Young archaeologists dig up the past at Ford Colliery

The Big Dig at Ford Colliery
The Big Dig at Ford Colliery

Youngsters were given a hands-on introduction to archaeology when they took part in The Big Dig at Ford Colliery.

The event, organised by the Flodden 1513 Ecomuseum, was part of the ongoing commemorations to mark the 500th anniversary of the battle.

Its legacy was always to provide new and stimulating challenges and opportunities for local people and The Big Dig attracted more than 300 people, who all helped to make some exciting discoveries about the former coalmine, and the people who lived and worked there.

Jane Miller, education officer of the Flodden 1513 Ecomuseum said: “We had over 100 people over the weekend, including three Young Archaeologists’ Clubs (YAC) –Flodden YAC, Edinburgh YAC and North Pennines YAC. This included children from as far afield as Fife and Penrith!

“The community day on Sunday was a huge success, we found out more about the history of the site from members of the public who came along with their stories of relatives who had once lived at Ford Moss.”

The Big Dig also brought in around 200 school children attending over the three days from Chirnside Primary School, Duns Primary School, Longridge Towers School and Tweedmouth Middle School.

The children were busily employed digging, metal detecting, looking at census records from the archives and touring the site.

The event showed how archaeology has fired the imagination.

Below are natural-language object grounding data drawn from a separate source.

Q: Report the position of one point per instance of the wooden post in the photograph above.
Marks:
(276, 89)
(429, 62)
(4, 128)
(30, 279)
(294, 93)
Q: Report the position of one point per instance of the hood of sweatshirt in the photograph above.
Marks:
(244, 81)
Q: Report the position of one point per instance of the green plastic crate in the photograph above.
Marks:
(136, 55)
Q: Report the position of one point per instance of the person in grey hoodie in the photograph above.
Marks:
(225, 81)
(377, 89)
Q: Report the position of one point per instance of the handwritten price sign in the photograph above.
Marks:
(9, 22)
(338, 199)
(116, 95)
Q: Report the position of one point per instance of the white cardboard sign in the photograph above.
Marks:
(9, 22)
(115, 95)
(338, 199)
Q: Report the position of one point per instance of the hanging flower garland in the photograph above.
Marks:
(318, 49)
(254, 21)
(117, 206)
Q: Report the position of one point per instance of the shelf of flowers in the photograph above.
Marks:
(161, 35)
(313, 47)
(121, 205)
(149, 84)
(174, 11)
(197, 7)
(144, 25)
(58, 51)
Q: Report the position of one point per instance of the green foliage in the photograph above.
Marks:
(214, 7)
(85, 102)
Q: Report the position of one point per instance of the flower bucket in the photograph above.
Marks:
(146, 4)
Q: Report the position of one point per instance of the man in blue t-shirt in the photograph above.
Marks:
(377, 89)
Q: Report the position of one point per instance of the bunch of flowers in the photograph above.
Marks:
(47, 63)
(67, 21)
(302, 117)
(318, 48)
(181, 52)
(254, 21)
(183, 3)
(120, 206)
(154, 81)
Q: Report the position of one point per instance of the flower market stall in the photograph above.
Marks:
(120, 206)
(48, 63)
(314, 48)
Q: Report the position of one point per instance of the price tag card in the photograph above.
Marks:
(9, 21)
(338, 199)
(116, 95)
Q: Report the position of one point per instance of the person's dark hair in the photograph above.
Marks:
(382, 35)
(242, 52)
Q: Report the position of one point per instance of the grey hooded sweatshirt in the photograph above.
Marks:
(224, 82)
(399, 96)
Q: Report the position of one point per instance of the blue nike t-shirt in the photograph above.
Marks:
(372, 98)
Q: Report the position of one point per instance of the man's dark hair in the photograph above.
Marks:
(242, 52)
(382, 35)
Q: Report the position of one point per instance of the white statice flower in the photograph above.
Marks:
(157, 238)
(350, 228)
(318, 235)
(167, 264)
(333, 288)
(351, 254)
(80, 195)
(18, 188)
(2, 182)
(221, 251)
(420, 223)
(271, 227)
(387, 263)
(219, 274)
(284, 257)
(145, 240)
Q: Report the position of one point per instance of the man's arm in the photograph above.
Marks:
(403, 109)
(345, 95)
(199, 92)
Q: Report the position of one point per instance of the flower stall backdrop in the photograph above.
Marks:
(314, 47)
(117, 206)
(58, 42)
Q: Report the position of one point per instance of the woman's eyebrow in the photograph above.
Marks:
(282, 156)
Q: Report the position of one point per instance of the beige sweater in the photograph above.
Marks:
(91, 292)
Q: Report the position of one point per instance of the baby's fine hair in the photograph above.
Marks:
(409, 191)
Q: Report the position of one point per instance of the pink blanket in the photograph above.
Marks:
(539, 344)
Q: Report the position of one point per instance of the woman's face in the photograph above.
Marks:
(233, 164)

Although the digging produced fragments, with skilled interpretation the story these tell is always greater than the sum of their parts.

The former coal mine at Ford Moss was last used in 1918, and now only two of its structures remain visible. However, the site is rich in buried archaeological treasure, as was revealed last year during the first Big Dig for youngsters.

The Big Dig also included guided tours of the site looking at the history, archaeology and geology of the area, aimed at piecing together a picture of what life was like in this small, rural mining community more than 100 years ago.

Jane said: “People of all ages love archaeology – it’s the personal connection with the past that is so powerful.

“The best find so far, for me, is a piece of a tiny teacup obviously from a child’s toy tea set.”

Lasting for four years, the £1.3 million Flodden 1513 project aims to raise the profile of the Battle of Flodden and leave a lasting legacy for communities in north Northumberland and the Scottish Borders.